Загадка Прометея - Лайош Мештерхази
Шрифт:
Интервал:
Закладка:
Общий тонус микенского общества был, очевидно, очень низким: отсутствовало то, в чем человек нуждается более всего, — перспектива; государство было заинтересовано, чтобы этого не замечали, чтобы жили бездумно и расточительно, следовали моде неуемно, видели смысл и цель в обладании всяческой рухлядью, полагая, будто обрели то, чего нет: гармонию.

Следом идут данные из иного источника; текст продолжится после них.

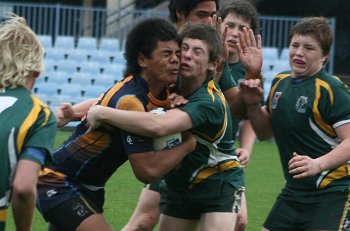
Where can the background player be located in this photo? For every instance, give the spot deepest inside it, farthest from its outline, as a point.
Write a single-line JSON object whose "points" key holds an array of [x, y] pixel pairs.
{"points": [[71, 192]]}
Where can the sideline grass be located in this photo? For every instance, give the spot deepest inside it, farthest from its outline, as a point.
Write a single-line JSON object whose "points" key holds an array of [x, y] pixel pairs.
{"points": [[263, 182]]}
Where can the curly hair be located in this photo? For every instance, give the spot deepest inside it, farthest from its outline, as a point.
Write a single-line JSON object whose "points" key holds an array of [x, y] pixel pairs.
{"points": [[21, 52], [143, 38], [244, 9], [185, 7]]}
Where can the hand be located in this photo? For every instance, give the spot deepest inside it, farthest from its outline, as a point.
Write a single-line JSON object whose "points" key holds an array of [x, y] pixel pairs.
{"points": [[251, 92], [301, 166], [92, 118], [216, 22], [243, 155], [176, 100], [64, 114], [250, 53], [190, 139]]}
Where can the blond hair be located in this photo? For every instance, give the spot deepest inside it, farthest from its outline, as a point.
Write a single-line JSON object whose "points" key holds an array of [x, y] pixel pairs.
{"points": [[21, 52]]}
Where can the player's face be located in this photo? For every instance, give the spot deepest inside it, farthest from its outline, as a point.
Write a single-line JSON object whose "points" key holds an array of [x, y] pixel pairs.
{"points": [[163, 66], [234, 24], [306, 57], [200, 14], [194, 59]]}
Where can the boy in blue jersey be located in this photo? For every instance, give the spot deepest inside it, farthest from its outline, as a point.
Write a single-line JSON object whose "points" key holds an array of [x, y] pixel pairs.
{"points": [[71, 192], [28, 127], [201, 191], [308, 113]]}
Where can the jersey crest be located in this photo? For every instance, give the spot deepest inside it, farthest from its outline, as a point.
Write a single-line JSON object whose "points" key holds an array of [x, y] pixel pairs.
{"points": [[275, 99], [300, 106]]}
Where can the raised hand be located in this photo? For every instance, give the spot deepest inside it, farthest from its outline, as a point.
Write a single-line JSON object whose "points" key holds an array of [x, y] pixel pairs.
{"points": [[250, 53]]}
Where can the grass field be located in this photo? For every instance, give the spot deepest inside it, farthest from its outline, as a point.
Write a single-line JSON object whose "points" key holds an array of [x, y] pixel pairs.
{"points": [[263, 182]]}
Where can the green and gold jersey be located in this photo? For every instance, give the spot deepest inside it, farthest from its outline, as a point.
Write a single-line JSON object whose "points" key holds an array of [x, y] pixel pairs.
{"points": [[214, 160], [304, 114], [26, 122], [226, 80]]}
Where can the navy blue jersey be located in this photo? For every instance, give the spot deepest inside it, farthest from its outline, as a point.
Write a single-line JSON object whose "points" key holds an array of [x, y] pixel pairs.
{"points": [[91, 158]]}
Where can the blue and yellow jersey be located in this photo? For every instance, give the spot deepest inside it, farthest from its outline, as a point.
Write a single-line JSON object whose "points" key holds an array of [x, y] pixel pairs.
{"points": [[305, 113], [91, 158], [27, 124], [214, 160]]}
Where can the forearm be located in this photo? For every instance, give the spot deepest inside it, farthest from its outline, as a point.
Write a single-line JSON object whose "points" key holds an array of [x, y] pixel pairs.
{"points": [[247, 136], [141, 123], [340, 155], [238, 107], [24, 193], [23, 209], [260, 120]]}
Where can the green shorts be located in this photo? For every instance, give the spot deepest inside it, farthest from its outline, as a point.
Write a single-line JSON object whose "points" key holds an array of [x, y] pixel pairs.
{"points": [[176, 205], [154, 186], [329, 211]]}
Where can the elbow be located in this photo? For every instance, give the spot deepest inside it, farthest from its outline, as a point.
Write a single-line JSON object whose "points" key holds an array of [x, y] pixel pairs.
{"points": [[23, 191], [147, 176]]}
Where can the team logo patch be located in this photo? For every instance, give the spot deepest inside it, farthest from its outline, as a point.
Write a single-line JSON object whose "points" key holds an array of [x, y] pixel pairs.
{"points": [[275, 99], [51, 192], [300, 106], [80, 209]]}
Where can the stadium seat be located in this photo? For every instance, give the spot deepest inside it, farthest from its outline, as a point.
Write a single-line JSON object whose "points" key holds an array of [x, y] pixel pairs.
{"points": [[55, 54], [65, 42], [58, 77], [82, 78], [77, 55], [46, 88], [281, 65], [109, 44], [93, 91], [114, 69], [46, 41], [71, 89], [118, 57], [105, 80], [270, 53], [284, 54], [87, 43], [70, 66], [93, 68], [102, 56]]}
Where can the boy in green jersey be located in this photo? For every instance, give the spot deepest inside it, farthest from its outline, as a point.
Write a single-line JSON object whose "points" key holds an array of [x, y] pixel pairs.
{"points": [[201, 191], [28, 127], [308, 113]]}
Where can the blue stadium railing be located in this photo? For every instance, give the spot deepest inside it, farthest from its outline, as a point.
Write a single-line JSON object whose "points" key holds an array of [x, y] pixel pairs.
{"points": [[62, 20]]}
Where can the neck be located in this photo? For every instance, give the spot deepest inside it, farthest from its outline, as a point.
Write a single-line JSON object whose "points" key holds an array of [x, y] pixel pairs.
{"points": [[155, 87], [233, 58], [190, 85]]}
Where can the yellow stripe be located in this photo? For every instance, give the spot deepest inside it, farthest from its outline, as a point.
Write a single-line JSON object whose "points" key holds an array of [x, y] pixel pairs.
{"points": [[88, 205], [209, 171], [317, 115], [273, 88], [211, 88], [338, 173], [29, 121], [346, 211], [3, 215], [114, 89]]}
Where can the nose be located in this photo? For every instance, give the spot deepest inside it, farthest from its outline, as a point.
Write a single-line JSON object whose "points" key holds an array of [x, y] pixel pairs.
{"points": [[174, 58]]}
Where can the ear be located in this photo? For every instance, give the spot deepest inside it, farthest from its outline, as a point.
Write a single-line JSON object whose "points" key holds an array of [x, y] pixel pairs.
{"points": [[179, 15], [212, 66], [36, 74], [142, 60]]}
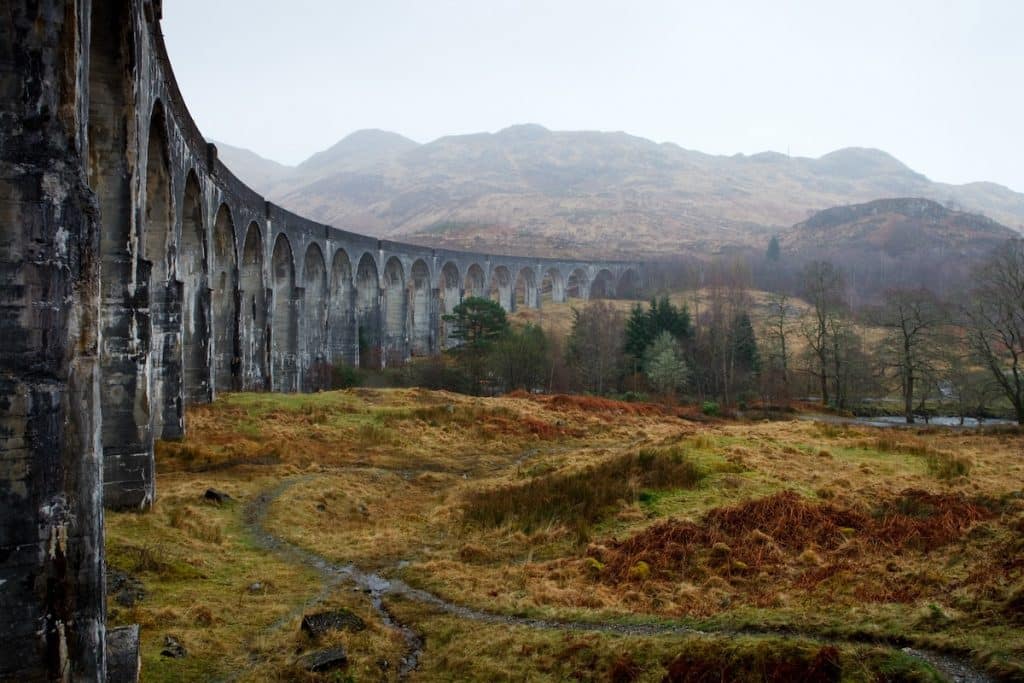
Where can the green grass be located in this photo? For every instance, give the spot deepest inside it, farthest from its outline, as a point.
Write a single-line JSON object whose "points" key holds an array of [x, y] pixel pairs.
{"points": [[582, 498]]}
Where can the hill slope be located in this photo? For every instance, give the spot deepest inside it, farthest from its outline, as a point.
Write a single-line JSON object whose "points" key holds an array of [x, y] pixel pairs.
{"points": [[897, 242], [526, 187]]}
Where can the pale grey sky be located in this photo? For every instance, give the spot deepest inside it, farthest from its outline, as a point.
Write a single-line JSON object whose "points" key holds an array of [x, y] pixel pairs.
{"points": [[939, 84]]}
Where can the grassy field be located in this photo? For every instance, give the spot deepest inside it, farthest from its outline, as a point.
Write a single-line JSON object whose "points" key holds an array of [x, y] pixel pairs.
{"points": [[569, 537]]}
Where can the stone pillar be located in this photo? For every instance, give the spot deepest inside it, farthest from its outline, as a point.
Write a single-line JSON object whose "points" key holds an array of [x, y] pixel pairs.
{"points": [[51, 538]]}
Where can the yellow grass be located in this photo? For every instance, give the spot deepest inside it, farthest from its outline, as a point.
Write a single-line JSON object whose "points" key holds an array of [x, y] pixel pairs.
{"points": [[386, 478]]}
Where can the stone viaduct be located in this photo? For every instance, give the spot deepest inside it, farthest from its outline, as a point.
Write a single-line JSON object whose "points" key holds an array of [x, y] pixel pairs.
{"points": [[138, 275]]}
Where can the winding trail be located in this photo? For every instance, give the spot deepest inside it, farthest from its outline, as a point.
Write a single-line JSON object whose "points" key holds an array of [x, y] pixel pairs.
{"points": [[377, 587]]}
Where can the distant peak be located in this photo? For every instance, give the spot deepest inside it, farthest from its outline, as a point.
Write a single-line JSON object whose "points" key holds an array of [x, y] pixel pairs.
{"points": [[862, 162], [376, 135], [363, 145], [524, 131]]}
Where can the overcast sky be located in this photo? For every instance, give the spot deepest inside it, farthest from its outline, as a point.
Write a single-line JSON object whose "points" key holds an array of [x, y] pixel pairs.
{"points": [[938, 84]]}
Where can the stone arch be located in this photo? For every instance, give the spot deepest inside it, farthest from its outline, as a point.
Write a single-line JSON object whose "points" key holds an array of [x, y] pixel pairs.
{"points": [[629, 285], [223, 302], [552, 287], [449, 287], [368, 311], [419, 309], [475, 282], [125, 434], [577, 287], [284, 328], [525, 290], [315, 372], [395, 312], [501, 287], [341, 341], [252, 316], [603, 286], [157, 270], [193, 267]]}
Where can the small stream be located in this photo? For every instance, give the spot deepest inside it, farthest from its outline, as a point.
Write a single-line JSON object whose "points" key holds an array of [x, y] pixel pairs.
{"points": [[377, 587], [900, 421]]}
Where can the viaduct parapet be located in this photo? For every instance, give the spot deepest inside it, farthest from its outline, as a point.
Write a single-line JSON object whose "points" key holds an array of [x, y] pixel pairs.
{"points": [[138, 275]]}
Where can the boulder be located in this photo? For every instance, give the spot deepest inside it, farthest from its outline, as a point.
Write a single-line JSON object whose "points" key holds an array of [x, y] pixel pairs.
{"points": [[316, 625], [173, 648], [123, 659], [125, 589], [329, 659], [216, 497]]}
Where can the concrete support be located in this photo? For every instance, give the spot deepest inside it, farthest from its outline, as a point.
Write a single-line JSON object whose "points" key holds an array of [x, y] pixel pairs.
{"points": [[285, 316], [450, 295], [368, 313], [314, 366], [253, 313], [395, 313], [51, 538], [127, 292], [342, 331], [224, 303], [420, 308]]}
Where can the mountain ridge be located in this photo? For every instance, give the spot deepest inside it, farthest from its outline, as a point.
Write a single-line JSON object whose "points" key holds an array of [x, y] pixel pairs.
{"points": [[590, 193]]}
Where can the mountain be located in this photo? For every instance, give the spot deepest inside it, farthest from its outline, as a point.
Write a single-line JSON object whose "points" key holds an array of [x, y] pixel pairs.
{"points": [[256, 171], [904, 242], [526, 188], [363, 148]]}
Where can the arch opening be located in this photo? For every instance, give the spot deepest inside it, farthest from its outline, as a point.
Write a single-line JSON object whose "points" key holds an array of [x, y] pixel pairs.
{"points": [[284, 328], [552, 287], [157, 270], [525, 290], [577, 286], [628, 286], [341, 324], [603, 286], [451, 295], [316, 372], [475, 282], [195, 316], [501, 288], [223, 297], [395, 313], [368, 312], [419, 309], [252, 315]]}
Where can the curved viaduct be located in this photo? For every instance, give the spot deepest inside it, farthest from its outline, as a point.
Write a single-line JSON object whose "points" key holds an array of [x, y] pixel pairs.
{"points": [[138, 275]]}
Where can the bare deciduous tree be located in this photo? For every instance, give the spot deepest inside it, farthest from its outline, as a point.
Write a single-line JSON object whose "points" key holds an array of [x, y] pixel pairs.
{"points": [[997, 321], [822, 287], [912, 319]]}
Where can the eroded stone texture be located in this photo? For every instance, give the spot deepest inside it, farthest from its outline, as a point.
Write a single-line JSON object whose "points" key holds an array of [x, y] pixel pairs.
{"points": [[51, 592], [137, 275]]}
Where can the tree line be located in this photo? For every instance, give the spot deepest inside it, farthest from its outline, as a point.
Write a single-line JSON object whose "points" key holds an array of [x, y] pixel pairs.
{"points": [[725, 344]]}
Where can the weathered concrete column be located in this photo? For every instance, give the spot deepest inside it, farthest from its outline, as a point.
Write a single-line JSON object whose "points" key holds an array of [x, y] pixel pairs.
{"points": [[51, 539]]}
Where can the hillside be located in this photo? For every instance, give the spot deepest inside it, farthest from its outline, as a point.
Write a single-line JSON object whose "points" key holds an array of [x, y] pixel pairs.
{"points": [[897, 242], [526, 187]]}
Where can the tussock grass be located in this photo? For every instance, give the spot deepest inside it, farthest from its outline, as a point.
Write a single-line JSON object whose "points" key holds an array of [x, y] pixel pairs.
{"points": [[941, 464], [581, 498]]}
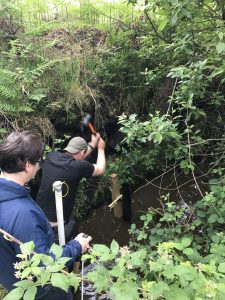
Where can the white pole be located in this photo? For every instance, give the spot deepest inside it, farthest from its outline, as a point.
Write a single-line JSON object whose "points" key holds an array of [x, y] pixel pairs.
{"points": [[57, 188]]}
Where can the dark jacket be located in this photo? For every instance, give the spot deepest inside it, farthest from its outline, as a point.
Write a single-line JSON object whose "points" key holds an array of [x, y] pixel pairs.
{"points": [[21, 217]]}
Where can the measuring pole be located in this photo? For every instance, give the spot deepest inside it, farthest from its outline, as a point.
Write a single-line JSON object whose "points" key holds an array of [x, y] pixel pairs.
{"points": [[57, 188]]}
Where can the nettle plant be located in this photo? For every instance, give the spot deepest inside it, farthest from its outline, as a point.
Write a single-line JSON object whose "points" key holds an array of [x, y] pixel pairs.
{"points": [[170, 257]]}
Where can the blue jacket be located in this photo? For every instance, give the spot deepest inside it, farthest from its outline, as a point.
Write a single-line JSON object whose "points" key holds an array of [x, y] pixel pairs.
{"points": [[21, 217]]}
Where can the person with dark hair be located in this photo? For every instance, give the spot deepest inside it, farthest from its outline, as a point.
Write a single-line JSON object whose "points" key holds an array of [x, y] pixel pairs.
{"points": [[69, 166], [20, 215]]}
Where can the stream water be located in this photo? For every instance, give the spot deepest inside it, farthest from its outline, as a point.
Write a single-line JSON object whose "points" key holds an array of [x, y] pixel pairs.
{"points": [[103, 226]]}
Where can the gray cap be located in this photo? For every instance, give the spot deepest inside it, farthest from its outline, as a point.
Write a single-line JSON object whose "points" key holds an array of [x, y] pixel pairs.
{"points": [[75, 145]]}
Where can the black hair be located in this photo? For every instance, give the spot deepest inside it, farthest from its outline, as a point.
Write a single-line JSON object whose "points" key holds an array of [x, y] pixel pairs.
{"points": [[18, 148]]}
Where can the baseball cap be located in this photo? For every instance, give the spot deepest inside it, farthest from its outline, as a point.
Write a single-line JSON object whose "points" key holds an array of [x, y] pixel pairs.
{"points": [[75, 145]]}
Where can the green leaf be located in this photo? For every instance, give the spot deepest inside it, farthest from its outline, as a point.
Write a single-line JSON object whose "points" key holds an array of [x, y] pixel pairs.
{"points": [[61, 281], [55, 268], [26, 272], [24, 283], [47, 260], [213, 218], [30, 293], [56, 250], [114, 247], [188, 251], [15, 294], [221, 267], [74, 281], [27, 248], [220, 47], [137, 258], [45, 276], [36, 270], [186, 242]]}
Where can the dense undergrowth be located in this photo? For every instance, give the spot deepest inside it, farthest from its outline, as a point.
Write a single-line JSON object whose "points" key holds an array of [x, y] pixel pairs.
{"points": [[154, 69]]}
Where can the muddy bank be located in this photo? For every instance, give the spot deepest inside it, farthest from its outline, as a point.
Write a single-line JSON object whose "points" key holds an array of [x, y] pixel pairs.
{"points": [[103, 226]]}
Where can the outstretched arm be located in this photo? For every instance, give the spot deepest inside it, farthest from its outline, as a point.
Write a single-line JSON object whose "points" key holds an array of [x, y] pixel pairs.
{"points": [[99, 167]]}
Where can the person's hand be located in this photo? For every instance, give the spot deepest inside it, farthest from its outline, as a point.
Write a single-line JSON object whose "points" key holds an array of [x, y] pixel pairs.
{"points": [[84, 241], [101, 144], [94, 140]]}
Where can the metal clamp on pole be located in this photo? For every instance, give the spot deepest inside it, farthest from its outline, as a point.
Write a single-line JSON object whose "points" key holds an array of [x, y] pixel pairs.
{"points": [[57, 188]]}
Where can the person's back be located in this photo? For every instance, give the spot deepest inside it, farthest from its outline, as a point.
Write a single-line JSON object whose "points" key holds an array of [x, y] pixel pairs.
{"points": [[20, 215], [69, 167], [63, 167]]}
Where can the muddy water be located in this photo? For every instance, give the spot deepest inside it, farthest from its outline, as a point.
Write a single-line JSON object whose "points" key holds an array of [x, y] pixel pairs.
{"points": [[103, 226]]}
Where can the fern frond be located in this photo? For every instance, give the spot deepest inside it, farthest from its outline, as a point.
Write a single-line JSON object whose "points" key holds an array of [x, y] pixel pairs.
{"points": [[7, 92]]}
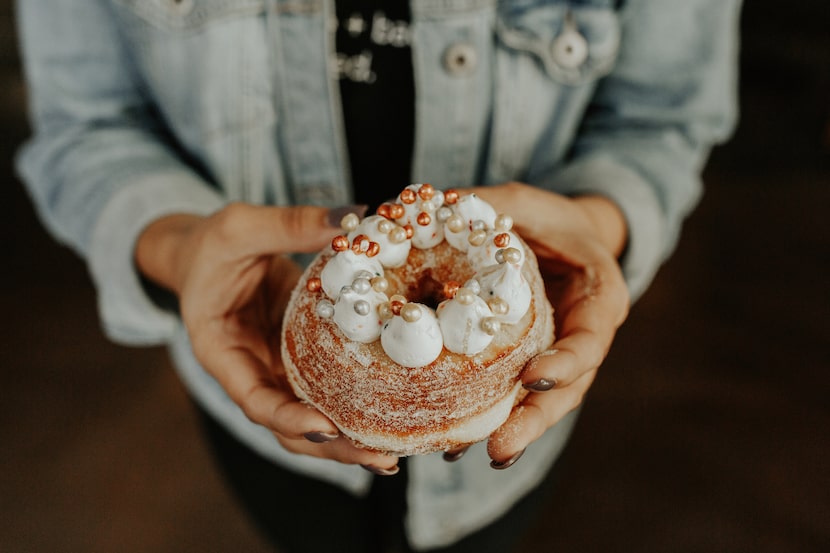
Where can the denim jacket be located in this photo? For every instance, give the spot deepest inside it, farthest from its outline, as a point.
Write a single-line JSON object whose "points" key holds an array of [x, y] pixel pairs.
{"points": [[142, 108]]}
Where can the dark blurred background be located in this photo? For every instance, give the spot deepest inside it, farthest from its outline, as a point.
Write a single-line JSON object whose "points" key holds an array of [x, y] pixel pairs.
{"points": [[707, 430]]}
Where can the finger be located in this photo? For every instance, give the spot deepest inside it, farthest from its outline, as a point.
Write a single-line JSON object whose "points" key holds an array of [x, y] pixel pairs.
{"points": [[454, 455], [249, 384], [532, 417], [342, 450], [257, 230]]}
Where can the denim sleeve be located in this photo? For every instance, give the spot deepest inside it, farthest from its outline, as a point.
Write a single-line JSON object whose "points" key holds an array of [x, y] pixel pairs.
{"points": [[98, 165], [653, 121]]}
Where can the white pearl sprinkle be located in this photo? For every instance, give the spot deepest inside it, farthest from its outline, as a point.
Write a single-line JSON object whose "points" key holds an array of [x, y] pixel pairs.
{"points": [[490, 325], [362, 307]]}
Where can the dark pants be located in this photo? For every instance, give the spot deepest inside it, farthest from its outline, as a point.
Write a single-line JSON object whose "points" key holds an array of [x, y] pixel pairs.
{"points": [[300, 514]]}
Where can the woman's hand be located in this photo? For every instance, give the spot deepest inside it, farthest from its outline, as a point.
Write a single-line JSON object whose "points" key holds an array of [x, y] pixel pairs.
{"points": [[233, 282], [577, 242]]}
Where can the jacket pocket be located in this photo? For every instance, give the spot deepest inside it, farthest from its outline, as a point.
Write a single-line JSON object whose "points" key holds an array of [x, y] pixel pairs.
{"points": [[189, 16], [575, 43]]}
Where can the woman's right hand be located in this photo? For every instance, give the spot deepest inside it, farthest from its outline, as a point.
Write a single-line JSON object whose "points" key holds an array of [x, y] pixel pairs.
{"points": [[233, 279]]}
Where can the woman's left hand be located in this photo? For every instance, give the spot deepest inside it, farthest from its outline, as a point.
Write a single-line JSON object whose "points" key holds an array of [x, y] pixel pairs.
{"points": [[577, 242]]}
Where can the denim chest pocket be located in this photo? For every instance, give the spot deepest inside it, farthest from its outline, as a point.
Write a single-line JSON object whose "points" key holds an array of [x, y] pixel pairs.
{"points": [[574, 42], [189, 16]]}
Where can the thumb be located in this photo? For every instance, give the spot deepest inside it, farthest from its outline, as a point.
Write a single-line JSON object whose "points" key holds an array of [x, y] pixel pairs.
{"points": [[292, 229]]}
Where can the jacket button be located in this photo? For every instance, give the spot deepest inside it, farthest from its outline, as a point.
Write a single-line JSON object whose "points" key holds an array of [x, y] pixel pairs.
{"points": [[569, 49], [460, 59]]}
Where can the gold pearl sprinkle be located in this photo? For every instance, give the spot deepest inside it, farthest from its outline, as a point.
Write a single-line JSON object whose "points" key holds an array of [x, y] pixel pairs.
{"points": [[426, 192], [408, 196], [340, 243], [451, 288]]}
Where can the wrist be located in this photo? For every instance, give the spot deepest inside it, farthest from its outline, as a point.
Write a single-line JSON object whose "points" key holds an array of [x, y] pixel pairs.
{"points": [[159, 253], [608, 221]]}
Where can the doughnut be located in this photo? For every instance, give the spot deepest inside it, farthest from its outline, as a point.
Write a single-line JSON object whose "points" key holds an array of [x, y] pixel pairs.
{"points": [[410, 332]]}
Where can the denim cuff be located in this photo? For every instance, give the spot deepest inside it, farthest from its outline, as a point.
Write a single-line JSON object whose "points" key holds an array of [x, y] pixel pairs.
{"points": [[128, 312]]}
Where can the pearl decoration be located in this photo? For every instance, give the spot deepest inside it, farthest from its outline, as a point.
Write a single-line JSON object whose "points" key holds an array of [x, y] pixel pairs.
{"points": [[349, 222], [397, 235], [408, 196], [473, 286], [361, 285], [362, 307], [502, 240], [314, 284], [325, 309], [396, 211], [385, 211], [503, 222], [340, 243], [411, 312], [380, 284], [456, 223], [451, 288], [477, 237], [490, 325]]}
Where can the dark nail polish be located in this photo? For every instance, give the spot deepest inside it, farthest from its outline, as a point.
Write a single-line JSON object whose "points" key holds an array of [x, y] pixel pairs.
{"points": [[320, 437], [501, 465], [541, 385], [381, 471], [453, 456], [336, 214]]}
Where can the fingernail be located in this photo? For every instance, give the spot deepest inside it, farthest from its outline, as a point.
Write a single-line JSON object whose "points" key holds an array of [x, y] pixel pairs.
{"points": [[453, 456], [336, 214], [541, 385], [320, 437], [381, 471], [501, 465]]}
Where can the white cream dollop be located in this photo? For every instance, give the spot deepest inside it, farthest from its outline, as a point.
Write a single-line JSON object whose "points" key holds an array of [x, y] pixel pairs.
{"points": [[505, 281], [343, 268], [357, 314], [429, 235], [470, 208], [413, 344], [461, 325], [485, 254]]}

Как ни досадно, подозреваю, что Микены для меня оказались только предлогом, и я здесь настроился, собственно говоря, критиковать общество потребления. Однако, хотя я отдаю себе отчет в скромных своих возможностях, позвольте мне все же надеяться, что вы увидите за этим и нечто большее. Микенское общество было именно таким, или почти таким, каким я его описал, — это научно установленный факт; по крайней мере такова была правящая прослойка и примыкающие к ней, ей подражающие средние слои, особенно же в сравнении с дорийцами. А поскольку в нашем словаре уже имеются понятия «общество потребления» и «сословие праздных», мы вправе описывать Микены с помощью этих современных терминов. Точно так же как, зная симптомы, вправе назвать нынешним словом, например, болезнь Александра Великого, хотя в его время этого термина еще не знали. Из-за этого ни наше утверждение не обернется анахронизмом, ни смерть Александра Великого не превратится лишь в символ нынешней смертности от рака. Она останется просто его смертью, очень реальной смертью.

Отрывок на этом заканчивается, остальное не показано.